Cloudera CDP Data Engineer - Certification - CDP-3002 Exam Questions
QUESTION NO: 1
You need to process data stored in AWS S3 using SparkSQL. Which of the following options correctly reads a JSON file stored in S3 into a DataFrame and performs a SQL query on it?
You need to process data stored in AWS S3 using SparkSQL. Which of the following options correctly reads a JSON file stored in S3 into a DataFrame and performs a SQL query on it?
Correct Answer: A
Explanation: Only visible for Pass4Test members. You can sign-up / login (it's free).
QUESTION NO: 2
Which Spark component is responsible for managing the execution of tasks on worker nodes?
Which Spark component is responsible for managing the execution of tasks on worker nodes?
Correct Answer: A
Explanation: Only visible for Pass4Test members. You can sign-up / login (it's free).
QUESTION NO: 3
What advanced technique can be used in Hive to optimize queries on bucketed tables by skipping unnecessary data?
What advanced technique can be used in Hive to optimize queries on bucketed tables by skipping unnecessary data?
Correct Answer: B
Explanation: Only visible for Pass4Test members. You can sign-up / login (it's free).
QUESTION NO: 4
You need to design your Airflow DAG for data quality checks to be easily monitored and visualized. How can you achieve this?
You need to design your Airflow DAG for data quality checks to be easily monitored and visualized. How can you achieve this?
Correct Answer: A,B,D
Explanation: Only visible for Pass4Test members. You can sign-up / login (it's free).
QUESTION NO: 5
You're facing a schema mismatch between a Spark DataFrame and a Hive table when trying to write the DataFrame to the table. What are the potential causes and how can you address them?
You're facing a schema mismatch between a Spark DataFrame and a Hive table when trying to write the DataFrame to the table. What are the potential causes and how can you address them?
Correct Answer: A
Explanation: Only visible for Pass4Test members. You can sign-up / login (it's free).
QUESTION NO: 6
How does Apache NiFi support schema inference during data flow management?
How does Apache NiFi support schema inference during data flow management?
Correct Answer: B
Explanation: Only visible for Pass4Test members. You can sign-up / login (it's free).
QUESTION NO: 7
What challenge does schema inference aim to address when dealing with big data ecosystems?
What challenge does schema inference aim to address when dealing with big data ecosystems?
Correct Answer: B
Explanation: Only visible for Pass4Test members. You can sign-up / login (it's free).
QUESTION NO: 8
When using Apache Airflow to schedule quality checks, which strategy helps ensure that checks are only run on the most recent data partition?
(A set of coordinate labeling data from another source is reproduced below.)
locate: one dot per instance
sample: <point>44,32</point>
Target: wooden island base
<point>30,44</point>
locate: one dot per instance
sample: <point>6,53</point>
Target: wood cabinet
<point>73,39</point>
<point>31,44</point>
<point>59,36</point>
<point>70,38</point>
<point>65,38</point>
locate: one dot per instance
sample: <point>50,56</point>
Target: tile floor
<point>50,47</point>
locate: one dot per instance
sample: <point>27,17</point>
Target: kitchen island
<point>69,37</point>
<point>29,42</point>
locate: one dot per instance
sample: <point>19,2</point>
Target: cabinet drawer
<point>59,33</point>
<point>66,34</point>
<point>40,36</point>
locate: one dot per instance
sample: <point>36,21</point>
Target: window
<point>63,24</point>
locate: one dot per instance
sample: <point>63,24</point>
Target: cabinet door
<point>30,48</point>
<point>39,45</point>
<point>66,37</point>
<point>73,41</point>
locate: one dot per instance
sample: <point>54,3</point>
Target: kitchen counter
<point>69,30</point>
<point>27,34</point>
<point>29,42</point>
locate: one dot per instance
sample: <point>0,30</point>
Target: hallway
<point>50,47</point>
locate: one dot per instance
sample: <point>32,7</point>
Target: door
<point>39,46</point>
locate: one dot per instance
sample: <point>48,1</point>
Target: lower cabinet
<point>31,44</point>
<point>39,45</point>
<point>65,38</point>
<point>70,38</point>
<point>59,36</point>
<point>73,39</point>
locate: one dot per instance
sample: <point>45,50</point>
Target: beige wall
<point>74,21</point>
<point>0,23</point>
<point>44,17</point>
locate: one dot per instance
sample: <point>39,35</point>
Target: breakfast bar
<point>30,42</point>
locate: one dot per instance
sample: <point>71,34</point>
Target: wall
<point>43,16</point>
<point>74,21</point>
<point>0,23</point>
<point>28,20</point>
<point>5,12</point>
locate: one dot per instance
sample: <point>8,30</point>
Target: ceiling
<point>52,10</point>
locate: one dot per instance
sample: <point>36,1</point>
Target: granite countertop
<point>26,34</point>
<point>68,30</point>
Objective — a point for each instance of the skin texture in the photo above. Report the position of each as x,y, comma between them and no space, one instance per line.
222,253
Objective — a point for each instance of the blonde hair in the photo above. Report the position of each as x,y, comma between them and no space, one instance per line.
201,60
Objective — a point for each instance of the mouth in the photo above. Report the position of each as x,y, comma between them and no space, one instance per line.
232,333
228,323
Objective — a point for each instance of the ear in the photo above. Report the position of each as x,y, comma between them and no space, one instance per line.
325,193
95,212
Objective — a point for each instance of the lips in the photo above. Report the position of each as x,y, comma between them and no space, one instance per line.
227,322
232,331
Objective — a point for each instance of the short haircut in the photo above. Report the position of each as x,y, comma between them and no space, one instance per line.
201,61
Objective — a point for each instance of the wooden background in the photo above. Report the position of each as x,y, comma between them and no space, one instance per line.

A Use the LatestOnlyOperator to skip tasks that are not the latest in a series of executions.
When using Apache Airflow to schedule quality checks, which strategy helps ensure that checks are only run on the most recent data partition?
A Use the LatestOnlyOperator to skip tasks that are not the latest in a series of executions.
Correct Answer: B
Explanation: Only visible for Pass4Test members. You can sign-up / login (it's free).
QUESTION NO: 9
In a meeting about Spark applications deployment on Kubernetes, your team discusses strategies for handling node failures. Which Kubernetes feature should be utilized to maintain high availability in case of node failures?
A Horizontal Pod Autoscaler
In a meeting about Spark applications deployment on Kubernetes, your team discusses strategies for handling node failures. Which Kubernetes feature should be utilized to maintain high availability in case of node failures?
A Horizontal Pod Autoscaler
Correct Answer: C
Explanation: Only visible for Pass4Test members. You can sign-up / login (it's free).
QUESTION NO: 10
Which Airflow feature allows you to template your tasks, enabling dynamic generation of task parameters such as table names for data quality checks?
Which Airflow feature allows you to template your tasks, enabling dynamic generation of task parameters such as table names for data quality checks?
Correct Answer: A
Explanation: Only visible for Pass4Test members. You can sign-up / login (it's free).